A month later, few of these issues had surfaced, which brought peace to the couple as they scrambled to figure out what to do next.

“If he wants out, then I’ll let him out.” It’s the least I can do, ”Ybarguen said. “He’s not in pain. He’s just swimming in there. He can hear noises now, so he hears me praying and I play music for him.

The prayers of the Ybarguen were aimed at getting through the whole ordeal and the baby going through in peace. A few weeks later, Mary was reading her Bible on the sofa. She felt like God told her to name the baby. The first name that came to my mind was Rapha, a Hebrew name which means healer.

“It was as if God was saying, ‘You haven’t even asked for healing yet,’” said Mary. “So Chris and I changed our prayers to be for healing and it wasn’t over yet.”

A perfect season

The NNU women’s football team were unsure whether they would play meaningful games in the 2020-21 school year.

With the COVID-19 pandemic disrupting sports nationwide, the Nighthawks were finally allowed by the Great Northwest Athletic Conference to play a schedule as a freelance.

What happened next is hard to believe.

A program that had only finished with a winning record once in the 20-year history of an NCAA Division II program went 11-0, even beating NCAA Division I Idaho State University.

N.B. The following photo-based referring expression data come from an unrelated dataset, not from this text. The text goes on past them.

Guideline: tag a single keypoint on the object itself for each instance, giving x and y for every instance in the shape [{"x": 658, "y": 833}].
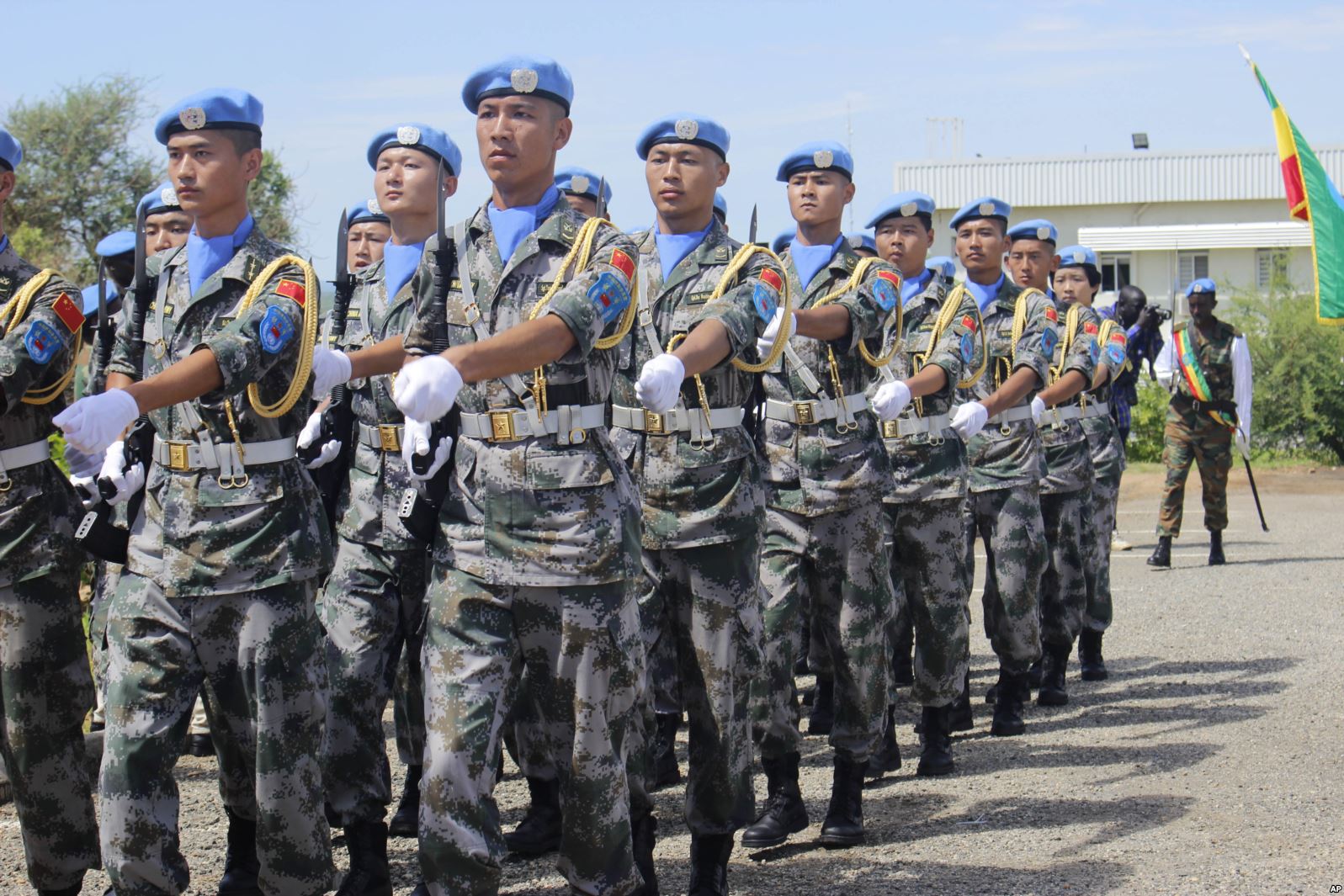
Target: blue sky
[{"x": 1027, "y": 80}]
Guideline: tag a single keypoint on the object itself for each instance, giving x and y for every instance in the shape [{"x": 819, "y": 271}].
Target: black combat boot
[
  {"x": 666, "y": 771},
  {"x": 1215, "y": 549},
  {"x": 241, "y": 866},
  {"x": 406, "y": 819},
  {"x": 539, "y": 832},
  {"x": 1089, "y": 655},
  {"x": 936, "y": 758},
  {"x": 823, "y": 708},
  {"x": 710, "y": 864},
  {"x": 1163, "y": 553},
  {"x": 843, "y": 826},
  {"x": 367, "y": 876},
  {"x": 1054, "y": 686},
  {"x": 1008, "y": 706},
  {"x": 784, "y": 810}
]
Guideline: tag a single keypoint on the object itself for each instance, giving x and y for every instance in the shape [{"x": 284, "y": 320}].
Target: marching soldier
[
  {"x": 1004, "y": 454},
  {"x": 45, "y": 688},
  {"x": 1207, "y": 367},
  {"x": 226, "y": 555},
  {"x": 826, "y": 472}
]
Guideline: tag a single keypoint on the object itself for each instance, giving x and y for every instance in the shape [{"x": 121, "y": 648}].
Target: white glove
[
  {"x": 890, "y": 400},
  {"x": 126, "y": 481},
  {"x": 330, "y": 369},
  {"x": 416, "y": 441},
  {"x": 97, "y": 421},
  {"x": 427, "y": 389},
  {"x": 969, "y": 419},
  {"x": 660, "y": 382},
  {"x": 767, "y": 340}
]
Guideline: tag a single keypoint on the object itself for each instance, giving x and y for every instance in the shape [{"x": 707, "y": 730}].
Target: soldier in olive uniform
[
  {"x": 45, "y": 682},
  {"x": 826, "y": 472},
  {"x": 226, "y": 554},
  {"x": 936, "y": 349},
  {"x": 1004, "y": 502}
]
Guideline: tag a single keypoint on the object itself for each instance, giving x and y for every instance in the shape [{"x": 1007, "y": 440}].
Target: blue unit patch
[
  {"x": 277, "y": 331},
  {"x": 42, "y": 342},
  {"x": 610, "y": 296}
]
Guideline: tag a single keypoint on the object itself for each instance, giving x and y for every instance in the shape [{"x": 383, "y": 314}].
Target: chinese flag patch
[
  {"x": 292, "y": 289},
  {"x": 67, "y": 312},
  {"x": 623, "y": 262}
]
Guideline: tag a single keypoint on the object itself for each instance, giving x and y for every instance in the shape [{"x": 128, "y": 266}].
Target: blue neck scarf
[
  {"x": 400, "y": 262},
  {"x": 810, "y": 259},
  {"x": 511, "y": 226},
  {"x": 673, "y": 247},
  {"x": 984, "y": 294},
  {"x": 205, "y": 257}
]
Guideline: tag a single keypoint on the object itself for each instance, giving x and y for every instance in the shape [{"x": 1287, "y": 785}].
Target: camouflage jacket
[
  {"x": 535, "y": 512},
  {"x": 1067, "y": 456},
  {"x": 698, "y": 495},
  {"x": 1008, "y": 456},
  {"x": 817, "y": 469},
  {"x": 38, "y": 506},
  {"x": 194, "y": 535},
  {"x": 929, "y": 466},
  {"x": 369, "y": 506}
]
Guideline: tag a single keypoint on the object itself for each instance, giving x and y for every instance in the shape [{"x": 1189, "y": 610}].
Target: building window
[
  {"x": 1114, "y": 273},
  {"x": 1270, "y": 268},
  {"x": 1190, "y": 266}
]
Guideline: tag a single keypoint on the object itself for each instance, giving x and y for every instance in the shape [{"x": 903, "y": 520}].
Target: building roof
[{"x": 1110, "y": 179}]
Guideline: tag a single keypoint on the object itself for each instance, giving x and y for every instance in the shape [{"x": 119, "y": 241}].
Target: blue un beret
[
  {"x": 1035, "y": 229},
  {"x": 11, "y": 151},
  {"x": 823, "y": 155},
  {"x": 684, "y": 128},
  {"x": 417, "y": 136},
  {"x": 582, "y": 182},
  {"x": 983, "y": 207},
  {"x": 215, "y": 108},
  {"x": 906, "y": 204},
  {"x": 519, "y": 76}
]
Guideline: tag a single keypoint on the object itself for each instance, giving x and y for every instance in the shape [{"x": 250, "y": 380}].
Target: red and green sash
[{"x": 1193, "y": 374}]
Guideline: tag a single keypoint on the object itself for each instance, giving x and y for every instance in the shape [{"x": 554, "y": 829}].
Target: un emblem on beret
[
  {"x": 523, "y": 80},
  {"x": 193, "y": 119}
]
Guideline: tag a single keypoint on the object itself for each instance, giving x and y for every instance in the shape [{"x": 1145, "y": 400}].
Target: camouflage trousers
[
  {"x": 702, "y": 606},
  {"x": 1105, "y": 496},
  {"x": 839, "y": 562},
  {"x": 582, "y": 652},
  {"x": 927, "y": 559},
  {"x": 1010, "y": 522},
  {"x": 45, "y": 693},
  {"x": 260, "y": 659},
  {"x": 1207, "y": 445},
  {"x": 373, "y": 606}
]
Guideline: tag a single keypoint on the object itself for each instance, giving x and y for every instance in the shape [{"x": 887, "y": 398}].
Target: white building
[{"x": 1155, "y": 220}]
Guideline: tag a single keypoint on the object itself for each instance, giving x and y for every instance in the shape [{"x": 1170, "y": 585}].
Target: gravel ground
[{"x": 1207, "y": 763}]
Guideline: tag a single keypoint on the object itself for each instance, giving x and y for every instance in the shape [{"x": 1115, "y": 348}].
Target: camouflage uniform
[
  {"x": 45, "y": 684},
  {"x": 823, "y": 531},
  {"x": 925, "y": 504},
  {"x": 1066, "y": 484},
  {"x": 1004, "y": 506},
  {"x": 704, "y": 508},
  {"x": 218, "y": 589},
  {"x": 538, "y": 544},
  {"x": 373, "y": 603},
  {"x": 1195, "y": 437}
]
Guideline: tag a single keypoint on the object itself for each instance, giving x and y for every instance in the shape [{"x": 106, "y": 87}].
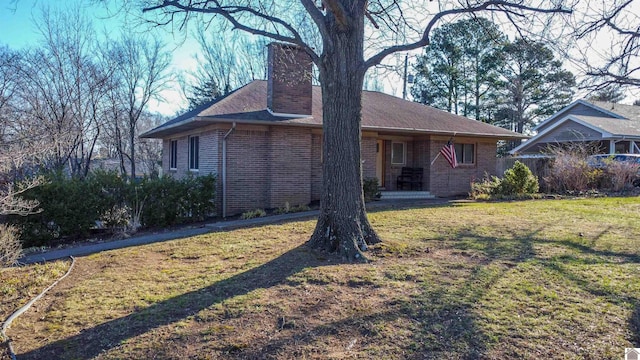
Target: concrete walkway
[{"x": 83, "y": 250}]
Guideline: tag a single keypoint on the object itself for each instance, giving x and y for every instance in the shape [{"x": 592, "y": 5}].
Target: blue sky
[{"x": 18, "y": 30}]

“This is my third year at NNU, and it’s great that we were finally able to come out and be consistent every game,” said Chandler Kauffman, a junior from Redondo Beach, Calif. “Mary has been so committed to the team, even with everything she’s going through right now. It shows how much of a leader she is. ”

Games have been highlighted for Ybarguen regarding their importance in the grand scheme of life. “It was a good reminder for me that football is not everything,” she said. “There are a lot of other things that we all go through and go through and football should just be my mental break. It was nice. It was happy. It was a good expression of escape.

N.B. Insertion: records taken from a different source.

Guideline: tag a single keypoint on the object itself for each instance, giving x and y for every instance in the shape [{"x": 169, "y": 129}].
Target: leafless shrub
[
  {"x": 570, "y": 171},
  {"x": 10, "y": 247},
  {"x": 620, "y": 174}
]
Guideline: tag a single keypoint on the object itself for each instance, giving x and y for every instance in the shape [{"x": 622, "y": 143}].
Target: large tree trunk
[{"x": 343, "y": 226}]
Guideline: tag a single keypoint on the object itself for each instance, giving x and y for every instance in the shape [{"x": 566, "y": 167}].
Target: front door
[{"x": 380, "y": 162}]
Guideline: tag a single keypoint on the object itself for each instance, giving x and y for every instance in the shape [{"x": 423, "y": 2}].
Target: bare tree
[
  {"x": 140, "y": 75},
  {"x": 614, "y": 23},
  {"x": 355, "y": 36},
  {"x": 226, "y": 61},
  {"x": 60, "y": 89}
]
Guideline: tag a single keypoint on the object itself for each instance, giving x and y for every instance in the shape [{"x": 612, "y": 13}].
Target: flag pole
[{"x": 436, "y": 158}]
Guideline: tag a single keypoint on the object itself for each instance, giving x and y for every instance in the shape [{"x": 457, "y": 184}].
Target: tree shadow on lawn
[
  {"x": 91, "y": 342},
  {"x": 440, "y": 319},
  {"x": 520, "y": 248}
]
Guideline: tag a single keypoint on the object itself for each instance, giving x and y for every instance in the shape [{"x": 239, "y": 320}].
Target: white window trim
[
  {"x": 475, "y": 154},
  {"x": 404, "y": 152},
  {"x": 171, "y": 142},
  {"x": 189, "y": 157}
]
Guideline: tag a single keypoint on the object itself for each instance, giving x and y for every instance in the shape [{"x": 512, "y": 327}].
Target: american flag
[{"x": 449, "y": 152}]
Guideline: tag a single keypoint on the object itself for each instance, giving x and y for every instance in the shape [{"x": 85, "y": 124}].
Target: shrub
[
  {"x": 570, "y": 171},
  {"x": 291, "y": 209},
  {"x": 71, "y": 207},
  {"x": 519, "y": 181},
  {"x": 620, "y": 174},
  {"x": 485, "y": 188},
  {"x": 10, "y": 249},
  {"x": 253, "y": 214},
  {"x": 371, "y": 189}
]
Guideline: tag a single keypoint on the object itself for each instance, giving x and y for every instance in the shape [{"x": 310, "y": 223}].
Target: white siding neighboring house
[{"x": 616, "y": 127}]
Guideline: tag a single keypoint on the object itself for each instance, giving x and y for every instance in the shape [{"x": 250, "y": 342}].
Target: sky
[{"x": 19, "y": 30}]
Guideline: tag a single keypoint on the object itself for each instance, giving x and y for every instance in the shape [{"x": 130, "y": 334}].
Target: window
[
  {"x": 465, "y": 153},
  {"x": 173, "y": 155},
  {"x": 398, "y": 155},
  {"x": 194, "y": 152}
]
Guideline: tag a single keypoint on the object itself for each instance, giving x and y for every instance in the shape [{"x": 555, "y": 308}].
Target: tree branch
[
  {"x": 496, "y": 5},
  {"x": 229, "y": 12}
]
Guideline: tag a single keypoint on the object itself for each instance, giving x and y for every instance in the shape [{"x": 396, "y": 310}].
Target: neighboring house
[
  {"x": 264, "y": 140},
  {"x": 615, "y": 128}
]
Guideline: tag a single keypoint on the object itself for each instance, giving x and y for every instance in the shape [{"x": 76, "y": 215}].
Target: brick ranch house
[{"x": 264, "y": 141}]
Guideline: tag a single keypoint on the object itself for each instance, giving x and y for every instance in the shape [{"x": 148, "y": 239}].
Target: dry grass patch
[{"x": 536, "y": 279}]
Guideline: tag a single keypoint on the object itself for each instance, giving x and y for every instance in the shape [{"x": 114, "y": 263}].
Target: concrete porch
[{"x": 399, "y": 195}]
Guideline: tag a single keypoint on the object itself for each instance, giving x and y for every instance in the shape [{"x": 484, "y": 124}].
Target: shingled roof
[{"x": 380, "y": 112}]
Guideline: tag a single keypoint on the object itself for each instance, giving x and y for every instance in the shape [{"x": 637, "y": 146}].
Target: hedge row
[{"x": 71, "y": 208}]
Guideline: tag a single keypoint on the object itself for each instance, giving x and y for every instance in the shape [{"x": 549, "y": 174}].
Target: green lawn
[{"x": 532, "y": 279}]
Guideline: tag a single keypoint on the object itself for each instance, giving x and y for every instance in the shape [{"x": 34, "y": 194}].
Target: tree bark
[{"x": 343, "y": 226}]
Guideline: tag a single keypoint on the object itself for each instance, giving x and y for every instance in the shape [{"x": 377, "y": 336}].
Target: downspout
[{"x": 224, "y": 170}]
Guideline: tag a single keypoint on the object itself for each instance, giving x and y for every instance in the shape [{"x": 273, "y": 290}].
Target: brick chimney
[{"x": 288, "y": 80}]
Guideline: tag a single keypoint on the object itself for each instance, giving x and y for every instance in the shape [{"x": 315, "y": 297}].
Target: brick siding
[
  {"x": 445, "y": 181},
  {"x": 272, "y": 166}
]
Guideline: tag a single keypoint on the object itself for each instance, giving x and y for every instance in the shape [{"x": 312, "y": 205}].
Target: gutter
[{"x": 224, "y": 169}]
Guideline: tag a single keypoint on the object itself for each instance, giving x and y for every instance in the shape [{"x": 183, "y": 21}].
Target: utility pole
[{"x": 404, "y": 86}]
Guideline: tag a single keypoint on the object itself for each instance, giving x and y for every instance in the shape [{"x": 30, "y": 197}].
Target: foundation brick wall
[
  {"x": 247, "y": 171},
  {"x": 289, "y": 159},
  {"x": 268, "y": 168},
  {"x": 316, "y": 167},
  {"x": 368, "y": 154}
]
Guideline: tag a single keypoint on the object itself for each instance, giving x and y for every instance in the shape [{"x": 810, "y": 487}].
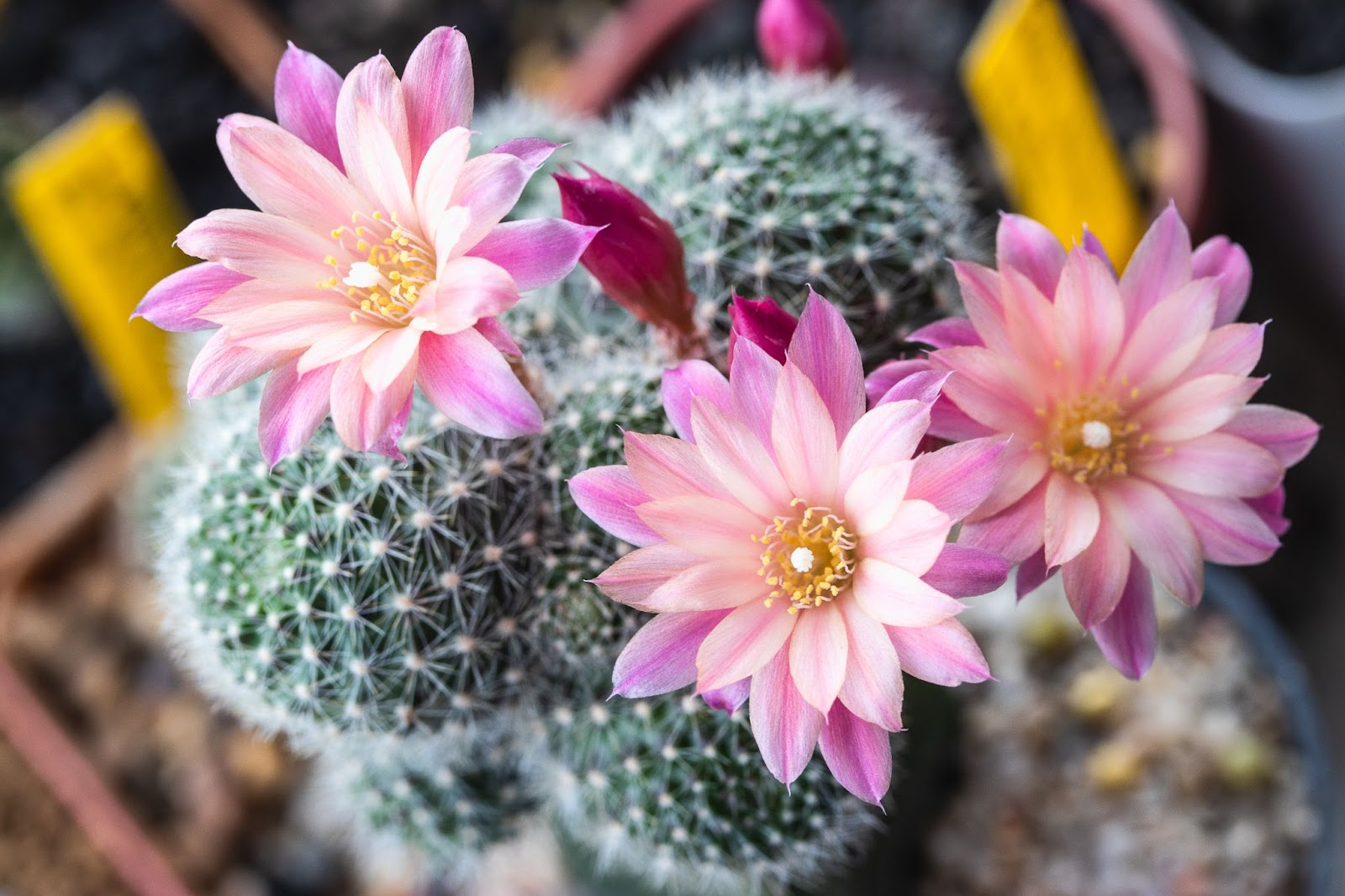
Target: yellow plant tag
[
  {"x": 1029, "y": 87},
  {"x": 103, "y": 212}
]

Ybarguen first spoke to the football team in early April about her baby’s illness, but did not go into details. On Easter weekend, however, the team hosted a field Easter egg hunt. Afterward, Mary read the Easter story to the group and then opened up.

“I shared more details – the painful part of it all,” Ybarguen said, “and the reason I enjoy this life is because Jesus died for all of us and valued all of our lives.

“Normally, I’m not that personal. It was difficult to be vulnerable, but they gave me so much grace.

And as she navigates this difficult journey of pregnancy and the unknown, this grace has changed her life.

On Wednesday, July 30, 2021, Rapha Christopher Ybarguen was born at 9:11 p.m. weighing 2 pounds 12 ounces. He lived one hour and twenty-seven minutes before returning to Jesus’ arms. Mary and Chris were able to spend this time with baby Rapha singing to him and kissing him. Please pray for the Ybarguen family as they go through this new grief. As Mary said, “Life is truly so precious and God is so comforting and merciful.”